If $X_1$ is an exact affine function of $X_2$, $X_1 = \alpha_0+\alpha_1X_2$, then the "problem" is that your regressor matrix will be singular and non-invertible, and so OLS estimation will break down. But there is a way out, since in reality in such a case you have

$$y= \beta_0 + \beta_1(\alpha_0+\alpha_1x_2) + \beta_2x_2 + u$$

$$\Rightarrow y = \gamma_0 + \gamma_1x_2 + u,\;\; \gamma_0 = \beta_0+\beta_1\alpha_0,\;\; \gamma_1=\beta_1\alpha_1+\beta_2$$

In other words, in such a case you can run a simple regression with only $X_2$ present as regressor, and you will obtain estimates for the $\gamma$ coefficients.

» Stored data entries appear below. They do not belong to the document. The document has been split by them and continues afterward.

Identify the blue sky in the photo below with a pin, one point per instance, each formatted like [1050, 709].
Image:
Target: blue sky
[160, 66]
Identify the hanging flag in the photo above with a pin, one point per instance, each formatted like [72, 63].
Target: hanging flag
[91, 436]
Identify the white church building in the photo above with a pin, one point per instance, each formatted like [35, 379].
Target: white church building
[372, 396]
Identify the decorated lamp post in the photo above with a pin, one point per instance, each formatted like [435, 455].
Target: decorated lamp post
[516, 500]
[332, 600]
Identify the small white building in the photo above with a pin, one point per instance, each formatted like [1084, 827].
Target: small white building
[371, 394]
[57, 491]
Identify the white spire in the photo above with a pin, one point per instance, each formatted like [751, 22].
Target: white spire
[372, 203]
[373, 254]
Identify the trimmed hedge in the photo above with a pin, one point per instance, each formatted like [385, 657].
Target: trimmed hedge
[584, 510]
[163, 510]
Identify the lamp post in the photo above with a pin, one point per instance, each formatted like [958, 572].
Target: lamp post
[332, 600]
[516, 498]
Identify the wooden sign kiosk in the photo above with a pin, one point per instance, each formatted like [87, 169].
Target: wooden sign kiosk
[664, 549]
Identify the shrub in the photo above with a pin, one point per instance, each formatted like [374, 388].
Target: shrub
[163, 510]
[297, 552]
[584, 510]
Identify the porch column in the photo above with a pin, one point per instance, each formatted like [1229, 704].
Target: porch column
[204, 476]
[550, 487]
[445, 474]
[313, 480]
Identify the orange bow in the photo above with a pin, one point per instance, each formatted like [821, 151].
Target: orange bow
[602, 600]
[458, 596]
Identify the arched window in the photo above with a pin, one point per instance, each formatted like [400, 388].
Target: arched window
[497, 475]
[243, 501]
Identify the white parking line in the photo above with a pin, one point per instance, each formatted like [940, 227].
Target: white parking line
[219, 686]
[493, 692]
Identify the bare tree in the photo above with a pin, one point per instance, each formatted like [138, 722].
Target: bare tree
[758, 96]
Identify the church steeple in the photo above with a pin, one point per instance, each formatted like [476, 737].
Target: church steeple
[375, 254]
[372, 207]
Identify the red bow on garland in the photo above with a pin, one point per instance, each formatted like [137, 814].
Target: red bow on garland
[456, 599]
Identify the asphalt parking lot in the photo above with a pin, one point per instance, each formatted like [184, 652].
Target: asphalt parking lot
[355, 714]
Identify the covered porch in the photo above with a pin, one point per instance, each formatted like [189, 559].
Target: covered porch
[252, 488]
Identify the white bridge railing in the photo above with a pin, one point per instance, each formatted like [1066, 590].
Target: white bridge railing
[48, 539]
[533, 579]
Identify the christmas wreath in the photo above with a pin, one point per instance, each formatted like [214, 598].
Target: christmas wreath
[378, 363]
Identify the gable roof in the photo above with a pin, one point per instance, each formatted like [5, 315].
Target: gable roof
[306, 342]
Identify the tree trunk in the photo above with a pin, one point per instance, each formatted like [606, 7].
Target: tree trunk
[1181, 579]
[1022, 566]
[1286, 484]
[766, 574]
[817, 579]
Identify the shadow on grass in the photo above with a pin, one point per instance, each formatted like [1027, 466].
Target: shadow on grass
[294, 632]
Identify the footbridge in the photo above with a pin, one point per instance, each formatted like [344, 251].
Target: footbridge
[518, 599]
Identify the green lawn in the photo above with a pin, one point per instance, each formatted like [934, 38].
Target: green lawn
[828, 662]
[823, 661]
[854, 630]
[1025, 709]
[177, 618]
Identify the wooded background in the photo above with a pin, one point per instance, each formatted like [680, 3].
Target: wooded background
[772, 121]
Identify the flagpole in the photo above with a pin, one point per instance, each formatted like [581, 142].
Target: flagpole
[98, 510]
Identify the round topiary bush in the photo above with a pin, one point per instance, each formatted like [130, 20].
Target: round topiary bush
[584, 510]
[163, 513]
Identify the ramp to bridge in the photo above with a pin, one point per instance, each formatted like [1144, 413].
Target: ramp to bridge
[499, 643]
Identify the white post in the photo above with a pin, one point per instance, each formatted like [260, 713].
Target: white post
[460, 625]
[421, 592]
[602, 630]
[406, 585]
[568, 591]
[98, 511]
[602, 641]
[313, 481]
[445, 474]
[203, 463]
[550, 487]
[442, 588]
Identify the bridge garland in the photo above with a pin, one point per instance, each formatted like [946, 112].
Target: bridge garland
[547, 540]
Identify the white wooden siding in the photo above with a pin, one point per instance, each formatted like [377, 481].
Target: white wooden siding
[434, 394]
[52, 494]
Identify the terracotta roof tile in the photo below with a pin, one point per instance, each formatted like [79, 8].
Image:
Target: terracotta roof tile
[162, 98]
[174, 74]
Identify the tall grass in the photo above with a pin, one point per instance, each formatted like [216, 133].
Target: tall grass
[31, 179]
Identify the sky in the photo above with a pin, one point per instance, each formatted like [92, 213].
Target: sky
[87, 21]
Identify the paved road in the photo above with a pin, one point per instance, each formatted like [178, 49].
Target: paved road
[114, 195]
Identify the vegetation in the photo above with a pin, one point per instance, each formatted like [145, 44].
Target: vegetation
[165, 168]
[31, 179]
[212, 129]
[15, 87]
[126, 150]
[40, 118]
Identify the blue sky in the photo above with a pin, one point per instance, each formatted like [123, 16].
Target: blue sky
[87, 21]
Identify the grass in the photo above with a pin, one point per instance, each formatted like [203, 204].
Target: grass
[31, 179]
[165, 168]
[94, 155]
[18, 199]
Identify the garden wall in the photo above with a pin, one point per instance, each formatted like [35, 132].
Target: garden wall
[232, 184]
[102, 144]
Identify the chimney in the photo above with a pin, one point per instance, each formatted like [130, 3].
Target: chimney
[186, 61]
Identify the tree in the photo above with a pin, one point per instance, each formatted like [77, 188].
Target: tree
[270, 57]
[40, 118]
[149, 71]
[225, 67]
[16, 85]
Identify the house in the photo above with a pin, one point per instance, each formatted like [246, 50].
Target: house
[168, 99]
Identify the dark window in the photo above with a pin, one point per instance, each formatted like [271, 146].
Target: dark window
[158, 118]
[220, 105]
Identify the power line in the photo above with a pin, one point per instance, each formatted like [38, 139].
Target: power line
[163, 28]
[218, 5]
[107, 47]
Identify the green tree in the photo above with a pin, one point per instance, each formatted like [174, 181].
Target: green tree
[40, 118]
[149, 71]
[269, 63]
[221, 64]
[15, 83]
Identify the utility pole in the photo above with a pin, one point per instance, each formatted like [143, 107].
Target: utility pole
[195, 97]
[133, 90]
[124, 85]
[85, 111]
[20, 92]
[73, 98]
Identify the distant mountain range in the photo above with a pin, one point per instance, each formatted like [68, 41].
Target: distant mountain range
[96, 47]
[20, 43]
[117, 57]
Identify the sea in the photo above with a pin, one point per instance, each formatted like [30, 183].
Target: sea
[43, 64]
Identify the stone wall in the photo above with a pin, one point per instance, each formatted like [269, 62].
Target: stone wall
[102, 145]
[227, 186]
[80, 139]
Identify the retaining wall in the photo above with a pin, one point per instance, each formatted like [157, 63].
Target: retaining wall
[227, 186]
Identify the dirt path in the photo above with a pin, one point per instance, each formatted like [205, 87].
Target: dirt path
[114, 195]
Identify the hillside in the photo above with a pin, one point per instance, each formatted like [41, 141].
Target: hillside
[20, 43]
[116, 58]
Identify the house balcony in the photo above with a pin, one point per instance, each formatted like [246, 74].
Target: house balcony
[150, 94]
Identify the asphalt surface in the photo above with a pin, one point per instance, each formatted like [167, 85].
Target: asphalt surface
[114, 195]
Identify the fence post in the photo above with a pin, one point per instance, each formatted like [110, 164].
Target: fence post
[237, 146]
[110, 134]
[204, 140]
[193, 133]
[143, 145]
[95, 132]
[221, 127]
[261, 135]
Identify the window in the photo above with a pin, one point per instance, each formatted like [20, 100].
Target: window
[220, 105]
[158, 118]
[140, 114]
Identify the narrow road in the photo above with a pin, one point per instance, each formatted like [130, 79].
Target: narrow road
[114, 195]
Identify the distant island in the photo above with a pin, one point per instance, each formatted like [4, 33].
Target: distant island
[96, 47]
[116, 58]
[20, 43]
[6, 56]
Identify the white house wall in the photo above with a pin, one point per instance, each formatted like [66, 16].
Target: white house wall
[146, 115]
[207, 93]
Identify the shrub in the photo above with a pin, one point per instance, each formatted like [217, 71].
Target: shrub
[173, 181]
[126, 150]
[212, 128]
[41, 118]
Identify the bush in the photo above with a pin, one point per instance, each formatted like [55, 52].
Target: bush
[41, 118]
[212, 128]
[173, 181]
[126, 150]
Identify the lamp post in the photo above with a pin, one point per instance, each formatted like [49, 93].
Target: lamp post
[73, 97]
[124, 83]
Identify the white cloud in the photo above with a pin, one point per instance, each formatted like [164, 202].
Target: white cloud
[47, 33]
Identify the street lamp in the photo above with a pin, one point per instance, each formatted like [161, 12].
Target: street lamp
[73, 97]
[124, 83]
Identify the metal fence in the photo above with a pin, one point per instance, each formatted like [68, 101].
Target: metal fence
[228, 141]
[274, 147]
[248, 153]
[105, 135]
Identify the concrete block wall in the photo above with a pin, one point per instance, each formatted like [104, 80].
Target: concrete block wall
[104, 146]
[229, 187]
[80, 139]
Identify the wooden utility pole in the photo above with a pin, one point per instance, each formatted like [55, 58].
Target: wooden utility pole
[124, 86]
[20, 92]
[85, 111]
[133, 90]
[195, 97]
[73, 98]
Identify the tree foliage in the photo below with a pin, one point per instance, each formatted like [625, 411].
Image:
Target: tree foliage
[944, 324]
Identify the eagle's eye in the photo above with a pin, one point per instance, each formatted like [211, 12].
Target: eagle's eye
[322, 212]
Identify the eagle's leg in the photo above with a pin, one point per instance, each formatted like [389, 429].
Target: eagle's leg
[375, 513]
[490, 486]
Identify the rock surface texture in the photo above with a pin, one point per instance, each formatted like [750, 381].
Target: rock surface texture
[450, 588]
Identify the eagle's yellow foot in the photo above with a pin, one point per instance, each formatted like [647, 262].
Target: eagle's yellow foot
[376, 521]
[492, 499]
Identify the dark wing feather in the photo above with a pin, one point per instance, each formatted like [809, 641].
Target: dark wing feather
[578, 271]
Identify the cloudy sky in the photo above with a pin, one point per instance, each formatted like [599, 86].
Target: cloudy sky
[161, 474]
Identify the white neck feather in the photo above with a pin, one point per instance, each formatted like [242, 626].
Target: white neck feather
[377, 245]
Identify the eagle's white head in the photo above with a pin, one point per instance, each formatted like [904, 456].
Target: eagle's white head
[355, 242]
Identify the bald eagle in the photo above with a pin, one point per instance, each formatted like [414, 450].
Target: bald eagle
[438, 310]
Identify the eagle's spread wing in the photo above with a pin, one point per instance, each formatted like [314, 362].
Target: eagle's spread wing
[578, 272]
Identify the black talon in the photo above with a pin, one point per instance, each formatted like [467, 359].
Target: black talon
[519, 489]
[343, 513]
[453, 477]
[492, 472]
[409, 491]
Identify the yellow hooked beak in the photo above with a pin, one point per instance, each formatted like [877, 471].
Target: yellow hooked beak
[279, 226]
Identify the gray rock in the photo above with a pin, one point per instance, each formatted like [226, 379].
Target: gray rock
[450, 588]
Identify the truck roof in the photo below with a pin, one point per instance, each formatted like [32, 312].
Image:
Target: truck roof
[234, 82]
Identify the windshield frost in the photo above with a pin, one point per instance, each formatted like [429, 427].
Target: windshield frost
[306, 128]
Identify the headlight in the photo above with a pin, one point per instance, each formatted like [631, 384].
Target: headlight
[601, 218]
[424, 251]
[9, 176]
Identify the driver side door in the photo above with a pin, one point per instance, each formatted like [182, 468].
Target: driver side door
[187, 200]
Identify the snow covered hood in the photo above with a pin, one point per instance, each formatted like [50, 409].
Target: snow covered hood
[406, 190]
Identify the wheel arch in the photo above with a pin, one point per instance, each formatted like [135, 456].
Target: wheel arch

If $f(X_2)$ is not a linear function, in general, no problem arises. In fact very often one sees $f(X_2) = X_2^2$, i.e a regression of the form

$$y= \beta_0 + \beta_1x_2^2 + \beta_2x_2 + u$$

Remember, whether the regression is "linear or not" has to do with whether it is linear in the unknown coefficients, not in the regressors.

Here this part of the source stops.